Tuesday, November 29, 2011

Atheists do Advent. Again.

Homeschooling is awesome.

Just had a fantastic curriculum-spanning conversation about anatomy, cubism, and map projections. Two dimensional representation of things is HARD. I have so much to learn about maps. And anatomy drawing. And both of the religions that permeate this house. They are all imperfect pieces of the truth.

But it got me to thinking about work, and home, and change and, well, Advent.

This time of waiting for God to bust everything open. The pleasant anticipation of cute, harmless babies. Everyone loves babies.

And any parent can tell you that the arrival of a baby changes everything.

It's been a while now since I've done any office family medicine. This year is all about the acute care. Same problems, different perspective. But I was thinking this morning about the number of times in a week that I ask people to do utterly ridiculous things.

Lose weight.
Quit smoking.
Stop drinking.
Exercise more.
Reduce stress.

Good and obvious things that few people disagree with in general. Healthy living is good. Like babies. (Aren't they cute!? Oughtn't they not stick their fingers in wall sockets!?)

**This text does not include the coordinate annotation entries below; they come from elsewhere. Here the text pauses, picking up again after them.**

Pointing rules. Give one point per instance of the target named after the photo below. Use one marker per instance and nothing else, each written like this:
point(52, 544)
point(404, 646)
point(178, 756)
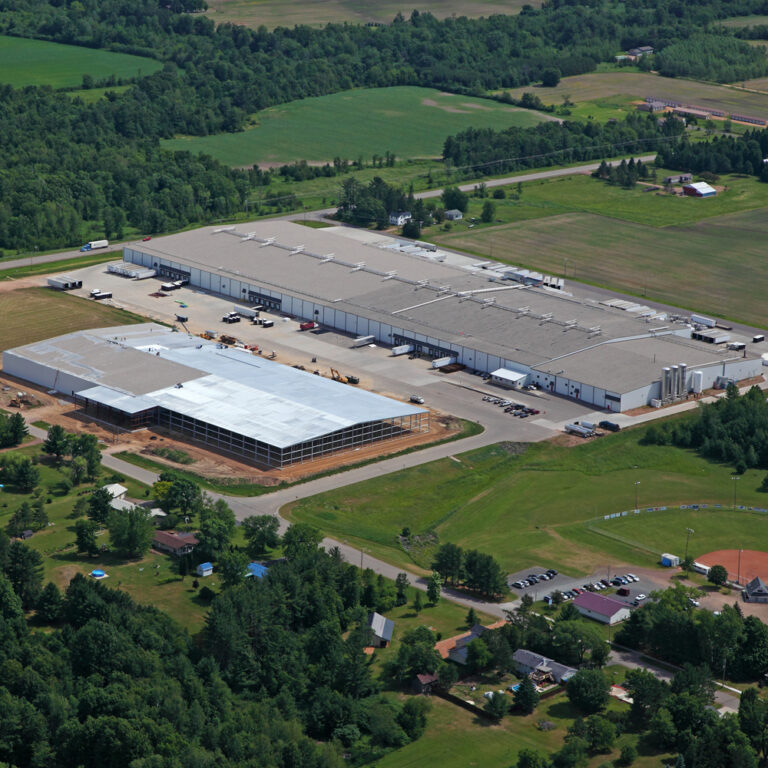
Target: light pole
point(688, 532)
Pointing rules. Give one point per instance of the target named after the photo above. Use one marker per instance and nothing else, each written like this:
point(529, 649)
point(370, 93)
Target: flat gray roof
point(460, 304)
point(230, 388)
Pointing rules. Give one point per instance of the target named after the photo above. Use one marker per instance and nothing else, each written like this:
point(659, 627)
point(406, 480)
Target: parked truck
point(95, 244)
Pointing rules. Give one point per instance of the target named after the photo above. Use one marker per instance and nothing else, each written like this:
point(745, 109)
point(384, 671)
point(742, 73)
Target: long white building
point(609, 354)
point(145, 375)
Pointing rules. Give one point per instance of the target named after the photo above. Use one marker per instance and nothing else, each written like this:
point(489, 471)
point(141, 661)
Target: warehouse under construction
point(488, 316)
point(144, 375)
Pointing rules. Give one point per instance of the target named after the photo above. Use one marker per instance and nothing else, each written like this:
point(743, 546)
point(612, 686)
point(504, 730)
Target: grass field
point(278, 13)
point(533, 509)
point(32, 314)
point(691, 266)
point(36, 62)
point(610, 94)
point(409, 121)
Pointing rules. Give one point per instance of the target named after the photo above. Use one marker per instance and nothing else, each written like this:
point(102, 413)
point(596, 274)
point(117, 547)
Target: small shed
point(381, 630)
point(116, 490)
point(699, 189)
point(256, 570)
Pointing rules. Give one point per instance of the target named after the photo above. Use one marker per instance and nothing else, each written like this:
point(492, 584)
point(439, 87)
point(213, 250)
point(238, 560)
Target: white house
point(399, 218)
point(604, 609)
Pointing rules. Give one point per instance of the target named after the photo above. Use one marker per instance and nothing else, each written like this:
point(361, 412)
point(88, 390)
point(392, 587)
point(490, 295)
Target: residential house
point(381, 630)
point(174, 543)
point(606, 610)
point(756, 591)
point(540, 669)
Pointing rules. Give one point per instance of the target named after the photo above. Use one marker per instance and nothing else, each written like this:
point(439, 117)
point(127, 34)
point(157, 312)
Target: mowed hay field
point(409, 121)
point(533, 509)
point(632, 85)
point(279, 13)
point(36, 62)
point(708, 265)
point(31, 314)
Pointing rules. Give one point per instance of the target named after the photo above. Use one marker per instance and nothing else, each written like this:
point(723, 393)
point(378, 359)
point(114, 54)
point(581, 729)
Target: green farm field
point(409, 121)
point(609, 94)
point(617, 239)
point(279, 13)
point(536, 508)
point(32, 314)
point(36, 62)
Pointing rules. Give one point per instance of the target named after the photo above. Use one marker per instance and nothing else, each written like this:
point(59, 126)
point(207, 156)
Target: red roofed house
point(601, 608)
point(174, 543)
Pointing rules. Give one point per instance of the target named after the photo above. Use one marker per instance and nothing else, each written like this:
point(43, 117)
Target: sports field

And I suppose it is slightly less ridiculous/more possible to ask those enormous things in the context of a long-term relationship with someone who is coming to see me as a family doctor. And it *seems* less ridiculous to say these things at a moment of extreme change and upheaval - say, when someone learns they are pregnant, or right after a first major heart attack. But really, I am asking something no less bizarre/impossible than "leave everything behind and follow Jesus".

Who really has the ability to *do* that? What right have I to even suggest such a radical new direction for a life that isn't mine? To suggest that people upend their lives completely and go in a whole new direction?

The way that we eat and move is so deeply a part of who we are. It is really a re-imagining and a new start to a whole life to ask these things of people. I might throw in a comparison to "rebirth" here. Changing something so fundamental as food/activity/habits puts everything else at risk of changing too. Career, relationships, living situation - are all tied into the seemingly innocuous and unambiguously good plan to just "quit smoking" or "lose weight". Quitting smoking/losing weight is good! Like babies are good! And it can turn your life as inside out as having a baby come into it. (I mean, there are differences. obv. You can gain back the weight. Babies can't be returned)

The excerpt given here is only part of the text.